UK Freight now priority by default
It is a vital resource in the fight against coronavirus. Now, rail freight is running almost unhindered on the UK network. Metro services like the London Underground may still be running with significant loadings, but elsewhere it is a different picture. Freight is top priority.
The UK rail network has become as quiet as the rest of the transport infrastructure. The significantly reduced passenger timetable has largely been superseded by the national lockdown, confining much of the UK population indoors until Easter at least.
Debate in parliament
There has been extensive debate in the UK regarding observance and enforcement of the lockdown – particularly at Prime Minister’s Questions today in Westminster. However, as parliament has agreed to recess today, that debate will be a moot point for now. MPs will therefore be making their way back to their constituencies for the last time today.
Some will be heading for the north east of England, and some will even pass the industrial and former coalmining towns of that area on their journeys. Among them, the seaside communities of Blyth and North Blyth.
Dodging expresses
The North Blyth bauxite terminal is not the most picturesque attraction on the sunny but rugged Northumberland coast. However, its existence has kept open the railway line through the industrial town, and that may soon contribute to the resumption of passenger services between Blyth and nearby Newcastle and beyond.

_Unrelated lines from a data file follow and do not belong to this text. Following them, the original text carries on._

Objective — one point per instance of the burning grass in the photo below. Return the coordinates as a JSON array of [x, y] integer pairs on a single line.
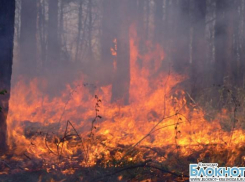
[[154, 138]]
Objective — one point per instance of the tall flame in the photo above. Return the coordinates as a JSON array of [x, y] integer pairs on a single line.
[[157, 116]]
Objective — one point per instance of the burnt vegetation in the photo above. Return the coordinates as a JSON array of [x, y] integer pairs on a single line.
[[120, 90]]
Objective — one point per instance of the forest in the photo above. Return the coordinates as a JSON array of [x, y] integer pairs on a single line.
[[120, 90]]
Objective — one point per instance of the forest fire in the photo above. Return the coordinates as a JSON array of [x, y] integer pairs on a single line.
[[83, 129]]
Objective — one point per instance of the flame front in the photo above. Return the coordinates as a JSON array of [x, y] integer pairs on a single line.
[[158, 116]]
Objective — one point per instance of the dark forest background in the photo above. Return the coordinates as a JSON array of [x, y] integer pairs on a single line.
[[203, 39], [59, 39]]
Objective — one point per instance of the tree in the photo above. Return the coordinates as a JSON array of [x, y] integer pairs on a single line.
[[53, 51], [222, 51], [7, 14], [28, 47], [198, 45], [121, 82]]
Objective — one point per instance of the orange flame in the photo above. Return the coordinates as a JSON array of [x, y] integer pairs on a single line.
[[157, 116]]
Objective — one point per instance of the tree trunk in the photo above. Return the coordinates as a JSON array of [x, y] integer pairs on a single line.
[[108, 35], [7, 14], [198, 46], [221, 40], [53, 51], [120, 86], [28, 46]]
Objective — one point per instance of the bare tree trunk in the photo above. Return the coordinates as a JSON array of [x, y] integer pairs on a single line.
[[198, 45], [28, 46], [180, 28], [7, 14], [221, 40], [79, 29], [53, 50], [90, 30], [108, 35], [120, 86]]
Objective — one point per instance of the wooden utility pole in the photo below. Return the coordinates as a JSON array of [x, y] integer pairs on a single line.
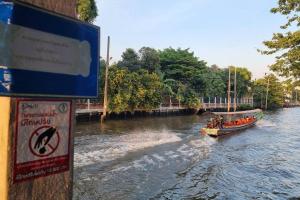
[[105, 101], [228, 91], [234, 89]]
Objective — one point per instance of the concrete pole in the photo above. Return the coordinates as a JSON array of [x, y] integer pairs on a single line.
[[234, 89], [106, 81], [215, 102], [267, 94], [56, 186], [228, 91]]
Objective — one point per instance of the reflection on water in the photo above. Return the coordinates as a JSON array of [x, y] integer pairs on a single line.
[[167, 158]]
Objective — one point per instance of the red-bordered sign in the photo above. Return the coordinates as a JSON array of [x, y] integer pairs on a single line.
[[42, 138], [41, 144]]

Fitting in those passenger services will not be easy. However, they will be more easily achieved than the less-frequent, but much more challenging GB Railfreight operated tanker trains that carry thousands of tonnes of alumina between there and Fort William in north west Scotland.
Vote of thanks from GBRf MD
“Our services are playing a vital role in ensuring the continuation of supplies”, said John Smith, GBRf managing director. “These flows are ensuring that warehouses remain stocked, and supermarkets and other essential retailers remain supplied. Services are also ensuring that the UK can keep the lights on. We are delivering vital supplies of biomass which are transported across the country by rail to Drax Power Station in Yorkshire, which supplies six percent of the UK’s electricity needs. I would like to play tribute to the GBRf team and those working across the rail freight sector for the role that they are playing and will continue to play as the UK responds to the pandemic”.

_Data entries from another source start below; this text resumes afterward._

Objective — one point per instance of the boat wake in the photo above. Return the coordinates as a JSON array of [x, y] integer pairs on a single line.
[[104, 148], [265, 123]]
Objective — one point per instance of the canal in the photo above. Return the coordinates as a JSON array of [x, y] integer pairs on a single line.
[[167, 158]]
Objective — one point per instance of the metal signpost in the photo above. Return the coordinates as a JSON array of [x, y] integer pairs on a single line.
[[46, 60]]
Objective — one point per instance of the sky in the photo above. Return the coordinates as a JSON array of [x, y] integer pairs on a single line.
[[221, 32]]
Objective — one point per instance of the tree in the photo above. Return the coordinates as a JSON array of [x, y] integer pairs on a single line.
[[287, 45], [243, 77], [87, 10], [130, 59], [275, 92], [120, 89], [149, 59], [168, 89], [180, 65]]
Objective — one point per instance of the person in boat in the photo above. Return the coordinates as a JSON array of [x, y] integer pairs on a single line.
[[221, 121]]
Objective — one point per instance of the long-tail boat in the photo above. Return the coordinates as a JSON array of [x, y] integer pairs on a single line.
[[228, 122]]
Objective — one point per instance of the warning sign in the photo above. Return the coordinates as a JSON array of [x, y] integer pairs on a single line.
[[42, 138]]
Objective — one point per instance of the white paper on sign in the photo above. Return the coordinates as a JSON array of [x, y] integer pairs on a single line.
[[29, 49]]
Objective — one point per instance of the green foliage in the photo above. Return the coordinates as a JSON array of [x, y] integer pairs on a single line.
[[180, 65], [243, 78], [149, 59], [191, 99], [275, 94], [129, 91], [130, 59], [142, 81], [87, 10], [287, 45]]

When timetable planners were tasked with devising paths for the daily North Blyth to Fort William tanker trains, they had to cut across the busy mixed-use East Coast Main Line (ECML), dodging between high-speed expresses connecting London and Edinburgh, cross-country services between north east Scotland and south west England, and passenger services across the very busy central belt of Scotland.
Unprecedented
That now is not the case. Earlier this week, the morning train arrived at the west of Edinburgh an unprecedented 112 minutes early. That represents around half of its scheduled journey time for the first 120 miles (200 km) of its routing, along the ECML.
A quick scan of signalling diagrams show why the crew of this train had an unexpectedly lengthy tick over. The Edinburgh boards showed almost no movements whatsoever. The normally congested platforms of Waverley station were empty of passengers and trains.
Infrastructure security
Other services are finding signals green all the way. Intermodal formations, often carrying vital supplies, are no longer waiting at junctions for passenger services that have been ceased.

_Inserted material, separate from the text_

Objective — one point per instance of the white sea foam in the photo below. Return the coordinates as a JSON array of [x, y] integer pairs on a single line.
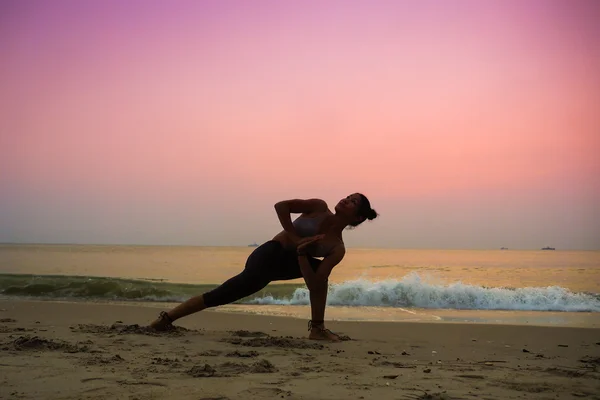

Now that Britain is in lockdown (albeit a lockdown with some outdoor visiting rights) there is even less demand for long-distance passenger transport. There may even soon be weakening demand for bulk freight – where a clear case of national infrastructure security cannot be made.
Priority by default
However, with passenger services becoming a memory, the path is wide open for the rail freight sector to make an even greater contribution to helping Britain weather the coronavirus storm.
The UK government has said that there would be some priority for freight services, to help move supplies around the country as quickly and as efficiently as possible. It seems that, in many instances, that priority has become a fact. In practice, freight is moving about the UK like never before, and contributing a robust and significant backbone to the UK supply change.